It’s not only budget policies nor demographics that make debt reduction harder today. Post-the Second World War, macroeconomic conditions were more conducive to reducing debt. Getting the debt-to-GDP ratio falling hinges to a large extent on how real interest rates compare with economic growth rates. The higher economic growth is relative to a government’s real borrowing costs, the less austere budgets have to be to ensure that the debt burden is falling.
From the war through the mid-1970s, real British GDP grew strongly at 2.8 per cent per year, benefiting from technological catch-up growth, a baby boom and more women entering the labour force. Today, growth is weak and is expected to decline to an average of about 1.5 per cent per year, owing to a shrinking relative working-age population and poor productivity growth.
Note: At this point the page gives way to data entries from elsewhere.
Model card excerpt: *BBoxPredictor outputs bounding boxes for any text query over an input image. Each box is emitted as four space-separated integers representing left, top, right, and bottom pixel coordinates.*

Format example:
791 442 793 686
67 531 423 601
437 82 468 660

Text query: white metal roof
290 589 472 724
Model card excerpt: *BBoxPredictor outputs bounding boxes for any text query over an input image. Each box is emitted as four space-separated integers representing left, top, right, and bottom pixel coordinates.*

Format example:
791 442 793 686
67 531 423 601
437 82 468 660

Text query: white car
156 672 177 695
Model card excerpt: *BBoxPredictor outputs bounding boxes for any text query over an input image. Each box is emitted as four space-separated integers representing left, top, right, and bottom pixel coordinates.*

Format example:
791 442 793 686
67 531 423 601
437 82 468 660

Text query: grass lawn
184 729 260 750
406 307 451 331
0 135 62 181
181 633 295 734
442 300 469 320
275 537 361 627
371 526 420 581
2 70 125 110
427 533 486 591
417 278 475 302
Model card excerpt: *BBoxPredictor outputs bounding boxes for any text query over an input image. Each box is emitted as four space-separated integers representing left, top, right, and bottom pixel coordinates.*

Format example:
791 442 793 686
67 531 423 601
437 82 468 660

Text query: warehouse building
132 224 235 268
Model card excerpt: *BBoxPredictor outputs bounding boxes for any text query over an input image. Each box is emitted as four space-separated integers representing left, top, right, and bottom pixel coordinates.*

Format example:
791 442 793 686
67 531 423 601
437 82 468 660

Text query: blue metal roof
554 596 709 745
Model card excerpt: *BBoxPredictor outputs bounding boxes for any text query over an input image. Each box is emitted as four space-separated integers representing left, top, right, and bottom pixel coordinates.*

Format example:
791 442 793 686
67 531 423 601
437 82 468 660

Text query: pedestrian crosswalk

Neither the Conservatives nor Labour seem interested in a supply side agenda to improve things.
At the same time, the postwar period had low and sometimes negative real interest rates, because of government repression on interest rates and high levels of inflation. Tight controls on currency and capital made domestic banks and financial institutions captive purchasers of government debt, while the average rate of inflation was about 4 per cent per year through the 1950s and 1960s. This all helped to erode the stock of debt relative to GDP.
Modern financial markets offer less leeway for this chicanery. While unexpected inflation can aid governments, mobile capital will punish them swiftly with higher borrowing costs for leaning on central banks to inflate away debts. With a quarter of the UK’s national debt now index-linked, anyway, and with quantitative easing shortening Britain’s average debt maturity, our recent inflation and the higher short-term interest rates necessary to mitigate it have actually pushed up government borrowing costs sharply.
Nor can governments “inflate away” a triple-locked state pension or promises to deliver hip replacements. No, countries like Britain and America face an unprecedented fiscal challenge over the coming decades, with no easy answers. In fact, the OBR confesses that its debt projection likely understates the challenge, as it “assumes there is no feedback between the level of debt and the interest rate”, “makes no provision for other unfunded policy ambitions” and “ignores potential future shocks”, such as recessions or wars.
Economists cannot predict with certainty the effects of continuing down this path of ratcheting up debt levels, but research does show that higher debt burdens correlate with slower economic growth, that big shocks like recessions or wars occur fairly regularly and that fiscal crises can blindside governments. Suppose another financial crisis or a broader Nato war were to materialise right now: it’s easy to conceive of sharply rising borrowing costs setting off a potential doom loop of high inflation or, later, severe austerity.
Fitch’s US downgrade and the UK’s bond market volatility after Liz Truss’s mini-budget might be early warning signs that surging debt burdens are a bigger threat than perceived. It wasn’t so long ago that economists told us that borrowing costs would stay low forever. It’s disappointing, therefore, that Team Biden reacted by saying “nothing to see here”, in turn confirming Fitch’s fears that America’s governance, across the spectrum, is not taking this issue seriously.